Playing on the theme of the 2022 NBA-AGC, Gov. Obaseki said Edo State has made a ‘bold transition’ in terms of pivoting away from oil to the development of human capacity – so that today, he said, the state generates the bulk of its IGR from a growing service sector, including education. This, he said, was in addition to the state government’s ongoing investment into agriculture (including the regrowing of the state’s vast forest reserves, which he described as key to his administration’s Net-Zero Target initiative in combatting climate change). However, like Prof.

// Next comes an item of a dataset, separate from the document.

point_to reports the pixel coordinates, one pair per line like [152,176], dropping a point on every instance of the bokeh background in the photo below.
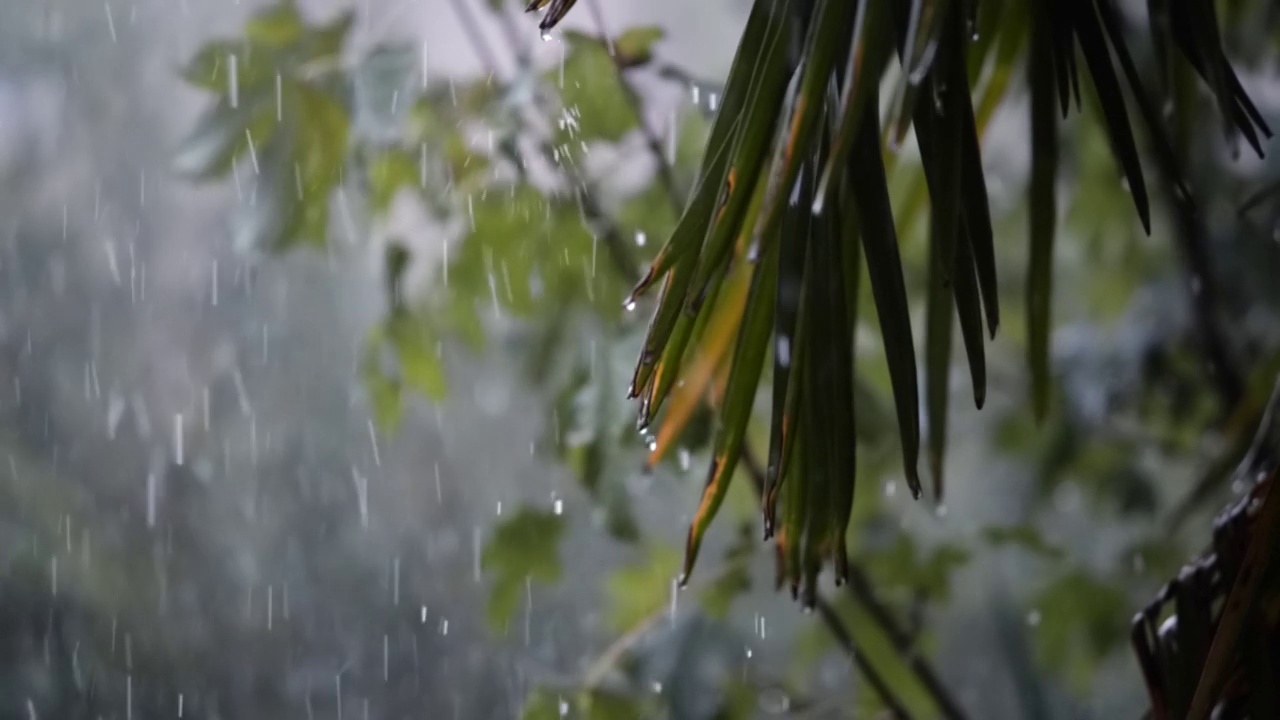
[201,516]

Muoghalu, Obaseki lamented the legislative strictures contained in our present Constitution – with its top-heavy exclusive list – and its negative impact on the revenue-generation ability of states like Edo, and called for a restructuring of the Constitution to provide for a return to the primacy of regional government. “The political DNA of our people” Obaseki said, “is federalism.”
Also weighing in, Prof. Utomi called for a state of emergency in the energy sector in response, not just to the huge generating and distribution gap in the country at present, but also to global events and trends. “We need energy to produce,” he declared, and also cited recent moves by nations such as Japan to transit to hydrogen as an energy source, he described as a wake-up call on Nigeria. On leadership and its ability to drive the transition we need, Utomi expressed the belief that as far as knowing what they need the most, the Nigerian people are generally smarter than their leaders, and called on said people to be more politically active in order to bring on board a leadership that matches their aspirations. Citing the late American economist Douglass North’s Nobel Prize-winning studies on the impact of institutions on economic performance, Utomi also called for an overhaul of the nation’s regulatory mechanism in order to eliminate what he called ‘bullies’ to growth.
Taking up Prof. Utomi’s argument in respect of institutions and economic development, the moderator, Dr. Kachikwu tasked the panelists on institutional measures specifically in terms of energy transition. The panelists’ responses echoed those of Gov. Obaseki, who spoke of his state’s keen interest in solar energy as the preferred energy source (in view of the abundance of sunshine), and Prof. Utomi, who said every part of Nigeria possesses endowments of one kind or another, which can be developed into value chains. He lamented that Nigeria, especially it’s northern constituents, has always opted for a ‘lottery,’ whose effect today has made the North poorer than it was in, say, the 1960s. It’s time, he said, for the Nigerian elite class to invest in things that lead directly to production rather status symbols that pander to their ego.
Prof. Muoghalu’s final submission was on the critical imperative of fiscal federalism (which he called the basis of any kind of federalism) and local resource control – based on a revenue-sharing ratio between the states (or regions) and the central government of 60℅ to 40℅.
Only a political transition based on devolution of powers to sub-national units, the panelists agreed, can enable those units to achieve effective energy transitions and substantial improvements in their IGR profiles. Those, plus the needed political will, and an improvement in the country’s security situation – as emphasised by Gov. Lalong.